The Last Plantagenet

Blessed Margaret Pole (pronounced ‘pool’), Countess of Salisbury (1473 – 1541), is sometimes called ‘the last of the Plantagenets’. Her early history was eventful, to say the least, and like all those close to the crown, she experienced the fickleness of royal favour. Her father was executed for treason; her mother and younger brother died when she was three; widowed  in 1504, with five children, scanty resources and no prospects, she lived with the Bridgetines of Syon for a few years. Restored to royal favour in 1509, she enjoyed the sunshine of Henry VIII’s regard for a while but, when she refused to countenance his divorce from Katherine of Aragon, was treated mercilessly. Her eldest son, Henry, was executed; Margaret herself was imprisoned in the Tower for two and a half years and, despite her age, subjected to rough and inhuman treatment. Her death, when at last it came, was at the hands of a ‘blundering youth’ who, instead of cutting off her head cleanly, ‘hacked her head and shoulders’ so that eleven blows were needed to kill her. The following verse was found on the wall of her cell:

For traitors on the block should die;
I am no traitor, no, not I!
My faithfulness stands fast and so,
Towards the block I shall not go!
Nor make one step, as you shall see;
Christ in Thy Mercy, save Thou me!

To the very end, she protested her innocence of any crime and is today regarded as a martyr for the Faith.

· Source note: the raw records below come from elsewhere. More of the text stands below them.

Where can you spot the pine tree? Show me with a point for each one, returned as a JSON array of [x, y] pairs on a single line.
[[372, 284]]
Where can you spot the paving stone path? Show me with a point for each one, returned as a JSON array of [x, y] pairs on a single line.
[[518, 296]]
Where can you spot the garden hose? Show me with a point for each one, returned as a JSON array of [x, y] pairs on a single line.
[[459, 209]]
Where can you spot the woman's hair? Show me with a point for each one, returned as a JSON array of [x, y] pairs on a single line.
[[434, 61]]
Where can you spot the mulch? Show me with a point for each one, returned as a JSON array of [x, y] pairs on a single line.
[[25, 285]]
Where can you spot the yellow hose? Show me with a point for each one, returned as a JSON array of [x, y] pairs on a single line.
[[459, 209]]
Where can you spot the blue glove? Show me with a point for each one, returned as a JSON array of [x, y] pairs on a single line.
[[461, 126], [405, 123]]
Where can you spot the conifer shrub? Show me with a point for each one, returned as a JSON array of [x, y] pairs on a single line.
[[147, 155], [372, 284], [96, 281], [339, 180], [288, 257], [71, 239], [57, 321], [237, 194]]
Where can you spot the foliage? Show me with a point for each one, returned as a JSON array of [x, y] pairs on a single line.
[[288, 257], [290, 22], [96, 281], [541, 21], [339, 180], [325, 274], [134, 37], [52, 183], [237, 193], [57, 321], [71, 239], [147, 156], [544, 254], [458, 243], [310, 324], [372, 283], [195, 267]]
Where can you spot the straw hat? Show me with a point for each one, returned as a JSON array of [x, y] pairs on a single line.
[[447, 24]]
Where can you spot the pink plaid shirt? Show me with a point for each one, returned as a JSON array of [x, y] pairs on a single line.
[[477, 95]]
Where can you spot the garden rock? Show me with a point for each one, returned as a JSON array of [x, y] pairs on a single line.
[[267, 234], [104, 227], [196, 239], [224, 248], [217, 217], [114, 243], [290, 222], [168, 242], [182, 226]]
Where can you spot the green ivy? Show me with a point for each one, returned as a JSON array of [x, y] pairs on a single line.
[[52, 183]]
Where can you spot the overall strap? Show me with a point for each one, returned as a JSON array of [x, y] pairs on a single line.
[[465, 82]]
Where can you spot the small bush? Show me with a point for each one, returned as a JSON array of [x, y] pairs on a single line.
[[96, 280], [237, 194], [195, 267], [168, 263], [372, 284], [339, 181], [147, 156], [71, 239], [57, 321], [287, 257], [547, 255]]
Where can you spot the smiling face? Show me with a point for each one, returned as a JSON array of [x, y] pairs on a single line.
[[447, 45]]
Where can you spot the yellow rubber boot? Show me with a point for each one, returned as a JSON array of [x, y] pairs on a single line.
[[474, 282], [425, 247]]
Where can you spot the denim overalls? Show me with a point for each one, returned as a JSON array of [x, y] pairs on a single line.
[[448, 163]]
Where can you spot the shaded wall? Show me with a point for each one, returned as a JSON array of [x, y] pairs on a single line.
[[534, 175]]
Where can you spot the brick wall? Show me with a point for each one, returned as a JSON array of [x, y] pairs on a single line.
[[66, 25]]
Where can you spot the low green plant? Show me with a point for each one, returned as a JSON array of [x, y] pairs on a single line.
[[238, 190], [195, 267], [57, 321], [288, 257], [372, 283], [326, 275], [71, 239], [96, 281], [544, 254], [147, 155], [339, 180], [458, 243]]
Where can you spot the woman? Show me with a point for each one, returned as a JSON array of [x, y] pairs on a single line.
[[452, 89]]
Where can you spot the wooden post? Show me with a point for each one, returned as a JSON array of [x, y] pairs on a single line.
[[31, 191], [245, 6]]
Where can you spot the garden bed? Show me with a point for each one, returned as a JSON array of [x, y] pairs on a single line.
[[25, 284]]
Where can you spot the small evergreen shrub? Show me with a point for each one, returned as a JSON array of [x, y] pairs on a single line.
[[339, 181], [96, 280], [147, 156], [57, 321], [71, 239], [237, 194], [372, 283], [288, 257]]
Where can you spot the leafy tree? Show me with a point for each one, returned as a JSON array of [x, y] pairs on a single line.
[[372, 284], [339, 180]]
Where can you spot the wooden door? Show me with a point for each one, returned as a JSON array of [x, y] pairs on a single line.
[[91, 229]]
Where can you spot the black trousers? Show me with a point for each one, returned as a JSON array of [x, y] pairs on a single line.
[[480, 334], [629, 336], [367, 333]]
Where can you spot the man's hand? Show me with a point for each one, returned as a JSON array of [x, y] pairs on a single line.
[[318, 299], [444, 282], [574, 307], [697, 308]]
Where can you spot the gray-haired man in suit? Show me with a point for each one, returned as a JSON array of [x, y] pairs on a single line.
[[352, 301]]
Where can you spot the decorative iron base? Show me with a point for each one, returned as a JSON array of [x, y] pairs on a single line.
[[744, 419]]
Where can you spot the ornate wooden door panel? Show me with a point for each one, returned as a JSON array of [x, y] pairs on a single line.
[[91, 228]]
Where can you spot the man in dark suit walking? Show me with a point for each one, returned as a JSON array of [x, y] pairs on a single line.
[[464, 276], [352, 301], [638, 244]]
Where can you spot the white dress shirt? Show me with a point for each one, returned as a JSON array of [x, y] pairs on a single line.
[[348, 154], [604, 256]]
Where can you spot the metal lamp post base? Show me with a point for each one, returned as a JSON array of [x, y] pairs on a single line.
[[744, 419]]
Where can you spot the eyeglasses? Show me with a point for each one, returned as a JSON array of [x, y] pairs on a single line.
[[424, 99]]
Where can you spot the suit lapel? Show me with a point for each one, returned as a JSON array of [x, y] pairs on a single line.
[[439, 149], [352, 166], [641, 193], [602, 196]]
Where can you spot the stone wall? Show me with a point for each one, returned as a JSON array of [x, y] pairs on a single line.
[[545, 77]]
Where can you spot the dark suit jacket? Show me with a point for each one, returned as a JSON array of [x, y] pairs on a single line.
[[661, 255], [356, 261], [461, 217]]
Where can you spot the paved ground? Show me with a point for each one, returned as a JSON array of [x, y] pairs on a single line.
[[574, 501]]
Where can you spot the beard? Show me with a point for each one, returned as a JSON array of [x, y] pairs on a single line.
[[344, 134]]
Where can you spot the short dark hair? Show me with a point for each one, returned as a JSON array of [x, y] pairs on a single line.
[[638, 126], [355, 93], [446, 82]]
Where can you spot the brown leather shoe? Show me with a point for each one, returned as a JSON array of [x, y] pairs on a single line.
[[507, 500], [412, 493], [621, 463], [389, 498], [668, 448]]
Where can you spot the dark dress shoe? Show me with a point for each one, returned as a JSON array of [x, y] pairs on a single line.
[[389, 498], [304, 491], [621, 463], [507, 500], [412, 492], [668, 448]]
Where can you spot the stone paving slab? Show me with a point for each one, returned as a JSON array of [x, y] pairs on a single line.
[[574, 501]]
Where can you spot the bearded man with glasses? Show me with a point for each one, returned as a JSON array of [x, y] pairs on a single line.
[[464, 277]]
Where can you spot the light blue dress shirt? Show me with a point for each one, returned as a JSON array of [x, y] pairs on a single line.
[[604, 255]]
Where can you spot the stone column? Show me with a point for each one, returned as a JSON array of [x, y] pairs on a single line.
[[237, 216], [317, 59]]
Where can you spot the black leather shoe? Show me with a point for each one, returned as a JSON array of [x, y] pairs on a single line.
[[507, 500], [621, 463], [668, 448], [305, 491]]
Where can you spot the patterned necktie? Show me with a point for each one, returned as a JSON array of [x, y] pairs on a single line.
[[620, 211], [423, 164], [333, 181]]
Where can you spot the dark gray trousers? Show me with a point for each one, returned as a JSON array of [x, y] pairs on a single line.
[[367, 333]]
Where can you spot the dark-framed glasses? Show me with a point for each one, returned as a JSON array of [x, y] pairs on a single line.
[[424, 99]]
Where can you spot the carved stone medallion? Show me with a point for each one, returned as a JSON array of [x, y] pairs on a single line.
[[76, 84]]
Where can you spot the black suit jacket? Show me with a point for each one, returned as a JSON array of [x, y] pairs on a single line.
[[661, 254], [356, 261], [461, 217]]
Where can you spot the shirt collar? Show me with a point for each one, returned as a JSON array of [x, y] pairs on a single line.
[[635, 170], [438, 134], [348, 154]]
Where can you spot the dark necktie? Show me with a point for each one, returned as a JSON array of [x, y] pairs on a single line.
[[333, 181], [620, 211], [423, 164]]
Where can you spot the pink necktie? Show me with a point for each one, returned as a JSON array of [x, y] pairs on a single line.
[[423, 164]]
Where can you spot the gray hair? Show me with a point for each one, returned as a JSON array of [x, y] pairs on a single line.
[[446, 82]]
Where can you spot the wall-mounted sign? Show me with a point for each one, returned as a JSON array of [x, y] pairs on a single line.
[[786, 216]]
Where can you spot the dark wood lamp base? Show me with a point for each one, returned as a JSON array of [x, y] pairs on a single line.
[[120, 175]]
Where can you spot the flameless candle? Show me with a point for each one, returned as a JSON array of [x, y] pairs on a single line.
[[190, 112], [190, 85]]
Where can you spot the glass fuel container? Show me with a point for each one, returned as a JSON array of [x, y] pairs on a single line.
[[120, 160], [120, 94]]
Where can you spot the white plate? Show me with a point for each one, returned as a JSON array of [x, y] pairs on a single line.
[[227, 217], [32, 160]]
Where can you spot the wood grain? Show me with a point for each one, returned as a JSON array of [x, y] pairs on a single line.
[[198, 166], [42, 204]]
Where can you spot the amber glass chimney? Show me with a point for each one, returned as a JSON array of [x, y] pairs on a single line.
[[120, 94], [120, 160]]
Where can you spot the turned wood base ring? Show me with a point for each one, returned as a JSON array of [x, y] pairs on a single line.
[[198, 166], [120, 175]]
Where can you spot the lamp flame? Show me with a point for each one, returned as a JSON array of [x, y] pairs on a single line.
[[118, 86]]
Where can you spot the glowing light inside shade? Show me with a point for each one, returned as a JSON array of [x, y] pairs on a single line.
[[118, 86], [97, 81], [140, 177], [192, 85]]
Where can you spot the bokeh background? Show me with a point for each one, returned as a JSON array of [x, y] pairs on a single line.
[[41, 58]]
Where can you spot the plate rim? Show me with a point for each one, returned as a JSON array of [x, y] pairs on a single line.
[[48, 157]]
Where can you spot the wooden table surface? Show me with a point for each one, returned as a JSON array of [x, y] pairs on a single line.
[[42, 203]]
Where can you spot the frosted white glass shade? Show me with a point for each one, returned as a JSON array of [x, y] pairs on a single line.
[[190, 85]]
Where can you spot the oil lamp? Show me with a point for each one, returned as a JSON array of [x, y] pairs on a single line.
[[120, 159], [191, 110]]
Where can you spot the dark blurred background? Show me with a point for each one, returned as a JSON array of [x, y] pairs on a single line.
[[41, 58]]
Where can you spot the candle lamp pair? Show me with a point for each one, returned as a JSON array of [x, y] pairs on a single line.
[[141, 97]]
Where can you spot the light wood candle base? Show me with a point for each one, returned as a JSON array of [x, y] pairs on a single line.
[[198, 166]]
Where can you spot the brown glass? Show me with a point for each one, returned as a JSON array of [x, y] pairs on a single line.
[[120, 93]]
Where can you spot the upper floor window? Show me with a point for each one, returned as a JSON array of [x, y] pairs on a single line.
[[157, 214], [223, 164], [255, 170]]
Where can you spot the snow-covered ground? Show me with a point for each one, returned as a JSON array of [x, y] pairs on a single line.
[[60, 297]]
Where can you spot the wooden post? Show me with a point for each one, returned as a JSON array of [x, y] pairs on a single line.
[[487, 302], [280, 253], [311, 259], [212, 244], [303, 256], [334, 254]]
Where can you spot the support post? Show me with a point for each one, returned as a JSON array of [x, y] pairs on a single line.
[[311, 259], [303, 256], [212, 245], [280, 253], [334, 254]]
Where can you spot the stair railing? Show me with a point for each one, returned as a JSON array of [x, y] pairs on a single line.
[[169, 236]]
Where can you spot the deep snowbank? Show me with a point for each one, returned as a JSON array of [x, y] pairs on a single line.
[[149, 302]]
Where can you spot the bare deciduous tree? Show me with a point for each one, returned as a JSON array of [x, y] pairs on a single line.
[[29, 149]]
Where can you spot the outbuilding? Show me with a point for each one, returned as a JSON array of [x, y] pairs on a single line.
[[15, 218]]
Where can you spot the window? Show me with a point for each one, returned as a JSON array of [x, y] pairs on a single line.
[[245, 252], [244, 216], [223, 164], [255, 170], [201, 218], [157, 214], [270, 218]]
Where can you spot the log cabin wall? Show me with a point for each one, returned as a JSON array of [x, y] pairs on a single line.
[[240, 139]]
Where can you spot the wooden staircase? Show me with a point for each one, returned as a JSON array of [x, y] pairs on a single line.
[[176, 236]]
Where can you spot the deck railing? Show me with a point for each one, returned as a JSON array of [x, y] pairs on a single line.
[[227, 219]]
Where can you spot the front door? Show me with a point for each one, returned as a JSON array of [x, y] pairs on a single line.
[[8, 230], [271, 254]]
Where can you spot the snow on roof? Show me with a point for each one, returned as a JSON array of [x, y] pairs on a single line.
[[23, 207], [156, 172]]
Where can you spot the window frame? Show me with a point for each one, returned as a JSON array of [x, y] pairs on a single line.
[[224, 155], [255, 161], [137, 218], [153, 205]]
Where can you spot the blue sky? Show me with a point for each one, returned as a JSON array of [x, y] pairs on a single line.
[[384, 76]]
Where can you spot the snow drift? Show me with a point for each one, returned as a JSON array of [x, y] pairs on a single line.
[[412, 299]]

I think Margaret is an encouragement to all whose family circumstances are less than ideal, and whose age or frailty makes them think that they can do nothing of any consequence — those who protest that they are ‘not the stuff of which martyrs are made’. In the sketch given above, I have said nothing of her third son Reginald’s resentment of her abandoning him, as he saw it, to the Church (where, as it happens, he had an ‘interesting’ career as cardinal, papal legate and archbishop of Canterbury) or of all the cousins and other family members who met violent deaths and/or suffered the loss of lands and estates. What stands out, I think, is her courage and her constancy. She was a woman of integrity who did not plead age as an excuse to knuckle under to Henry VIII’s demands. Even her son Reginald was forced to acknowledge there was something great about his mother, finally admitting he would ‘never fear to call himself the son of a martyr.’ Those watching The Hollow Crown on BBC1 may like to remember that those ‘old, unhappy, far-off things and battles long ago’ had a very human face and cost. The bravest were not always the youngest and most handsome. There is hope for us all.